Luckily, Somerfield was conscious and moving his limbs — and the ambulance was more for precaution than anything. But the flow of play wasn’t calmed down by the referee conference just moments prior to Somerfield being hit.

The Hurricanes really couldn’t catch a break in the second half. They were already without WR/DB/P and captain Alex Schmid who was out with a non-season-ending injury. Early in the game, starting QB Will Seibert strained an AC joint in his throwing arm and needed to leave the game after prepping for Steinbrenner for two weeks (last week was an open date).

Backup QB Matt Gunn once again stepped in and performed admirably, but it changed the offense and also forced Gunn to play heavily on both sides of the ball when the coaches have tried very hard in 2023 to limit overextending the players.

Despite all of the above, Palm Harbor pulled to within three points with 9:38 remaining in the game — behind 25-22. It had managed to drive 86 yards — with key runs by Gunner Fodor and Mykehl Boebert — and do-everything sophomore Alex Malyszko scored his second touchdown of the game by punching it in from the 1-yard line just moments after picking up a key first down on a 3rd-and-short play.

Malyszko also caught a 47-yard touchdown from Gunn in the second quarter, lining up out wide. Whether he has been called on with the defense, in the backfield, at H-back, or lining up out wide, he’s been clutch, scoring his 4th and 5th TDs of the year. Fodor added the other TD in the first quarter.

Steinbrenner senior QB Ty Robinson, who surpassed 5,000 career passing yards Friday after needing just 19 to do it, was held under his season’s average of nearly 200 yards per game, throwing for 165 and no touchdowns. He was also intercepted by PHU’s Patrick Iaconis, who played exceptionally well overall.

PLAYOFF SITUATION:

Obviously, Palm Harbor University can’t afford any more slipups in the final three weeks of the season. The home district game against East Lake (4-3 overall, 2-0 in district play, on a 4-game win streak) on Oct. 27 is obviously massive, as it usually is. The non-district games against Seminole (4-3) on Oct. 20 and Dunedin (1-6) on Nov. 3 are also critical.

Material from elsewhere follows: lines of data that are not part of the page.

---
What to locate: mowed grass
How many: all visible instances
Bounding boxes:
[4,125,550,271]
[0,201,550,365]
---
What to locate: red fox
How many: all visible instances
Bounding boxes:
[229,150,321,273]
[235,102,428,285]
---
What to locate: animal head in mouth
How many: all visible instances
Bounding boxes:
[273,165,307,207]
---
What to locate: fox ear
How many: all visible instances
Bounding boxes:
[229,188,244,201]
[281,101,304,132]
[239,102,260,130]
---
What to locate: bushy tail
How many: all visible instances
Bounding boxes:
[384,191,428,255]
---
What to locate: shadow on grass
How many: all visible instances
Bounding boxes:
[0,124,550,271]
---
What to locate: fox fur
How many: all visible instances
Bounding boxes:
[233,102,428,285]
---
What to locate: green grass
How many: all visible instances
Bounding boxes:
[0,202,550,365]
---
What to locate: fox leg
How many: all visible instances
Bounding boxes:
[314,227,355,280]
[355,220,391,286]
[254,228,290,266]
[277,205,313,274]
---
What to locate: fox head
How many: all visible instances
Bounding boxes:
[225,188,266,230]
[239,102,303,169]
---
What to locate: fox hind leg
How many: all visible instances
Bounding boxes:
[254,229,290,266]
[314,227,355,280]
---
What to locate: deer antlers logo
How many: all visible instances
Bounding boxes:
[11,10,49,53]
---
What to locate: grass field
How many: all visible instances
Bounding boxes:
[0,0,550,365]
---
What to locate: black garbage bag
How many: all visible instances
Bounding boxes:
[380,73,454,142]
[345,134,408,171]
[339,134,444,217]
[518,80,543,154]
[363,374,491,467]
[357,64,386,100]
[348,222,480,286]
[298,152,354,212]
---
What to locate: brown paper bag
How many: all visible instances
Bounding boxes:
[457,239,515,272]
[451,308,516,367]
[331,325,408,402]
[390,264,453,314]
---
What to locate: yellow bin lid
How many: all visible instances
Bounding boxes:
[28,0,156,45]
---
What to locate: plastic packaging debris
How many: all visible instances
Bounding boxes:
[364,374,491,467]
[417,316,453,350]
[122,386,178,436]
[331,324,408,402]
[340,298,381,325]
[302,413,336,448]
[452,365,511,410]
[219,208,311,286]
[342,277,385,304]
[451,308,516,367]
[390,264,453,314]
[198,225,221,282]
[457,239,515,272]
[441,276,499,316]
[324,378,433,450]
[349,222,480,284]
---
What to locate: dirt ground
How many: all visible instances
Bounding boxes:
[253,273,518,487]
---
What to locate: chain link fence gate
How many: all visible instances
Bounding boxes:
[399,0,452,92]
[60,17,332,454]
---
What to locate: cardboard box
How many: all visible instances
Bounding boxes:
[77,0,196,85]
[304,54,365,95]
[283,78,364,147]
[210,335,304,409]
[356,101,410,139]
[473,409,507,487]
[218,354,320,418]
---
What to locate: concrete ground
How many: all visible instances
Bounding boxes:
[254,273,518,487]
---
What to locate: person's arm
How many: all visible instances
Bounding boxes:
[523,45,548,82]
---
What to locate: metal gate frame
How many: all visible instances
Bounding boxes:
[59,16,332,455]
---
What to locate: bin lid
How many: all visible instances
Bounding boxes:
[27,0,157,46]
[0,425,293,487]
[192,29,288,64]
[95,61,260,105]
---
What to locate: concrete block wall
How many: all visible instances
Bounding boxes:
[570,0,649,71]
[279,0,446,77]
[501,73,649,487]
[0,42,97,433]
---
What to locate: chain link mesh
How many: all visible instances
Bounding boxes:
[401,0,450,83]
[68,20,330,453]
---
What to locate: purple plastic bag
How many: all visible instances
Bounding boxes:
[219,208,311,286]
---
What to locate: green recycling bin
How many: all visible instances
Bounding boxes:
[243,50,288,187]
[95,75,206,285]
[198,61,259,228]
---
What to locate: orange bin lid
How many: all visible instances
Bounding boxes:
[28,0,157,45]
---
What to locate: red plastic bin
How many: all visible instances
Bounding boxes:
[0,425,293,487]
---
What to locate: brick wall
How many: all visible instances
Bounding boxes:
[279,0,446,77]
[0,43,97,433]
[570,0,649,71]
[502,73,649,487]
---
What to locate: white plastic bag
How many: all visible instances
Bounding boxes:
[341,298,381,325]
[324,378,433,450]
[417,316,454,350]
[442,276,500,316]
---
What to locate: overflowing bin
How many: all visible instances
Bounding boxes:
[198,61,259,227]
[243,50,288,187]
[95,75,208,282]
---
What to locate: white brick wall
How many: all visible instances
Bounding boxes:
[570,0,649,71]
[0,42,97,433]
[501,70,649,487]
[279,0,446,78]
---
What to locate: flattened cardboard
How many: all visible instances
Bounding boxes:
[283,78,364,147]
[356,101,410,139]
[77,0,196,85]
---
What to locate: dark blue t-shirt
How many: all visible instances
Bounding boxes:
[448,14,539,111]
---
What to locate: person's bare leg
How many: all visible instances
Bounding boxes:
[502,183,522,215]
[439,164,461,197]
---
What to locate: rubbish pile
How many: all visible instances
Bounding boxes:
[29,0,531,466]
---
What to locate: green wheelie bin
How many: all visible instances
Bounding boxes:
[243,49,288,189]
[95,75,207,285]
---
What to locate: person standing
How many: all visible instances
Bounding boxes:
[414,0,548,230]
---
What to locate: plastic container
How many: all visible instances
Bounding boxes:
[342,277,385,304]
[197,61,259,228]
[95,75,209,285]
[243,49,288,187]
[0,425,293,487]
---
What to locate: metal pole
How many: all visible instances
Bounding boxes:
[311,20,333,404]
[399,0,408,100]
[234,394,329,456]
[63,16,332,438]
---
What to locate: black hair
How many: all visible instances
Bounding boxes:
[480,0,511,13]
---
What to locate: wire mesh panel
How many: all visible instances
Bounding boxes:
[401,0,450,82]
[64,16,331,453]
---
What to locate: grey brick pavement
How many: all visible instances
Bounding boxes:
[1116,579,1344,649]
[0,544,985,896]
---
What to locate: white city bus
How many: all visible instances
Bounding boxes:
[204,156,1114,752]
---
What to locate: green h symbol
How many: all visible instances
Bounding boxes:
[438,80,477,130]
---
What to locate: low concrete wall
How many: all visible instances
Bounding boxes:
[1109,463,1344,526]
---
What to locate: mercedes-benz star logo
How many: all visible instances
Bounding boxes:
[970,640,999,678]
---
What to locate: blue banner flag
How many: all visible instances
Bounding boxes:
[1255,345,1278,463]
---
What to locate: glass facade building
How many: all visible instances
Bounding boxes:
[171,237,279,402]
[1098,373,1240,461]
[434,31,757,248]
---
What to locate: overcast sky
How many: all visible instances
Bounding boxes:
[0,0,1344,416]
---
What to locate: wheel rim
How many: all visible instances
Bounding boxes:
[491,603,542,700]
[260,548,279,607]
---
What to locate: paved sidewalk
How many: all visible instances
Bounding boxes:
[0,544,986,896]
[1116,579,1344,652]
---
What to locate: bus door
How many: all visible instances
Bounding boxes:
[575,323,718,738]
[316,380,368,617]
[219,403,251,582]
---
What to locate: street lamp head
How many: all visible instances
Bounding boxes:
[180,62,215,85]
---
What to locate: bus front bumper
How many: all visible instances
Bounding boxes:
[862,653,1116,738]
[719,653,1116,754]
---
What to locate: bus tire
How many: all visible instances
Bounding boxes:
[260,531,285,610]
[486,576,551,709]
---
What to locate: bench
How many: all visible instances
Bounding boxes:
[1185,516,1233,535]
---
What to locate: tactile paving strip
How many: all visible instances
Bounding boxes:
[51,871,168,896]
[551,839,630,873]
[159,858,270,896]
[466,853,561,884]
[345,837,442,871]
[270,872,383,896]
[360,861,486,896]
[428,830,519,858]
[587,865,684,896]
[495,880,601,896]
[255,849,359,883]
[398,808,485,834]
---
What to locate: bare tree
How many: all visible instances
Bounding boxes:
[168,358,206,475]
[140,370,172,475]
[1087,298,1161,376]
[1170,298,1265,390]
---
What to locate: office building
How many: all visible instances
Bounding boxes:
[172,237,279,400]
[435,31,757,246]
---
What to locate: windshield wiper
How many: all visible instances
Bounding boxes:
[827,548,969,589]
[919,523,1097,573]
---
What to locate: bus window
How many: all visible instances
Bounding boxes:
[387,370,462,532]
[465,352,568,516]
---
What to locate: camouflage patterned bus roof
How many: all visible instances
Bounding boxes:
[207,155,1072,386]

If Palm Harbor knocks off its age-old rivals at East Lake in two weeks, it would very likely set up a three-way district tiebreaker where the FHSAA state rankings (released each Tuesday) would determine who moves on in which spot.

When you consider that just this week in the Oct. 10 rankings, PHU was ranked No. 2 out of 17 regional teams, it bodes well for the Hurricanes if they win out. Now, the ‘Canes will drop some in the ranking after losing to Steinbrenner Friday, but finishing with three straight wins this year would undoubtedly bump PHU back toward the top of the region.

PHU came into Friday controlling its own destiny 100 percent. In some ways, it still does, but more in terms of getting an at-large berth. To still win the district in a tiebreaker scenario, PHU is going to have to hope it will end up being ranked ahead of both East Lake and Steinbrenner after the final ranking is released after the Dunedin game — and again, PHU must beat East Lake.

Cross-eyed yet?

If PHU beats East Lake and Steinbrenner beats Sickles on Oct. 27 (likely that Steinbrenner would), then PHU, East Lake, and Steinbrenner would all be 2-1 in league play — which would force the tiebreaker to come down to that damned computer poll.

Lovely. But hey, at least it’s not your old man’s FHSAA Kansas Tiebreaker system. For those of you born in the 1990s onward, you don’t want to know what that is. You may as well just flip a coin. All it ever caused was pain.

But again — is PHU out of the postseason picture? Absolutely not. But it still has a lot of work to do to get there for the first time since 2012 (not counting the CoVID year when every team in the state made it to the “playoffs”).